LocalRelation Leaf Logical Operator¶
LocalRelation
is a leaf logical operator that represents a scan over local collections (and so allows for optimizations for functions like collect
or take
to be executed locally on the driver with no executors).
Creating Instance¶
LocalRelation
takes the following to be created:
- Output Schema Attributes
- Data (InternalRows)
- isStreaming flag
While created, LocalRelation
asserts that the output attributes are all resolved or throws an IllegalArgumentException
:
Unresolved attributes found when constructing LocalRelation.
LocalRelation
can be created using apply, fromExternalRows, and fromProduct factory methods.
isStreaming Flag¶
isStreaming: Boolean
isStreaming
is part of the LogicalPlan abstraction.
isStreaming
can be given when LocalRelation
is created.
isStreaming
is false
by default.
MultiInstanceRelation¶
LocalRelation
is a MultiInstanceRelation.
Local Datasets¶
Dataset
is local when the analyzed logical plan is a LocalRelation
.
val data = Seq(1, 3, 4, 7)
val nums = data.toDF
scala> :type nums
org.apache.spark.sql.DataFrame
val plan = nums.queryExecution.analyzed
scala> println(plan.numberedTreeString)
00 LocalRelation [value#1]
import org.apache.spark.sql.catalyst.plans.logical.LocalRelation
val relation = plan.collect { case r: LocalRelation => r }.head
assert(relation.isInstanceOf[LocalRelation])

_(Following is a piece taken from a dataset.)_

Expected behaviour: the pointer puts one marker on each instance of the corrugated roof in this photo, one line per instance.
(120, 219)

val sql = relation.toSQL(inlineTableName = "demo")
assert(sql == "VALUES (1), (3), (4), (7) AS demo(value)")
val stats = relation.computeStats
scala> println(stats)
Statistics(sizeInBytes=48.0 B, hints=none)
Execution Planning¶
LocalRelation
is resolved to LocalTableScanExec leaf physical operator by BasicOperators execution planning strategy.
import org.apache.spark.sql.catalyst.plans.logical.LocalRelation
assert(relation.isInstanceOf[LocalRelation])
scala> :type spark
org.apache.spark.sql.SparkSession
import spark.sessionState.planner.BasicOperators
val localScan = BasicOperators(relation).head
import org.apache.spark.sql.execution.LocalTableScanExec
assert(localScan.isInstanceOf[LocalTableScanExec])
Statistics¶
computeStats(): Statistics
computeStats
is part of the LeafNode abstraction.
computeStats
is the size of the objects in a single row (per the output schema) and multiplies it by the number of rows (in the data).
SQL Representation¶
toSQL(
inlineTableName: String): String
toSQL
generates a SQL statement of the format:
VALUES [data] AS [inlineTableName]([names])
Note
toSQL
does not seem to be used.
Creating Non-Empty LocalRelation¶
fromProduct(
output: Seq[Attribute],
data: Seq[Product]): LocalRelation
fromProduct
creates a LocalRelation
with the given output attributes and the data converted to InternalRows (using a Catalyst converter from the schema of the given attributes).
Demo¶
import org.apache.spark.sql.catalyst.plans.logical.LocalRelation
import org.apache.spark.sql.Row
import org.apache.spark.sql.catalyst.expressions.AttributeReference
import org.apache.spark.sql.types.IntegerType
val relation = LocalRelation.fromExternalRows(
output = Seq(AttributeReference("id", IntegerType)()),
data = Seq(Row(1)))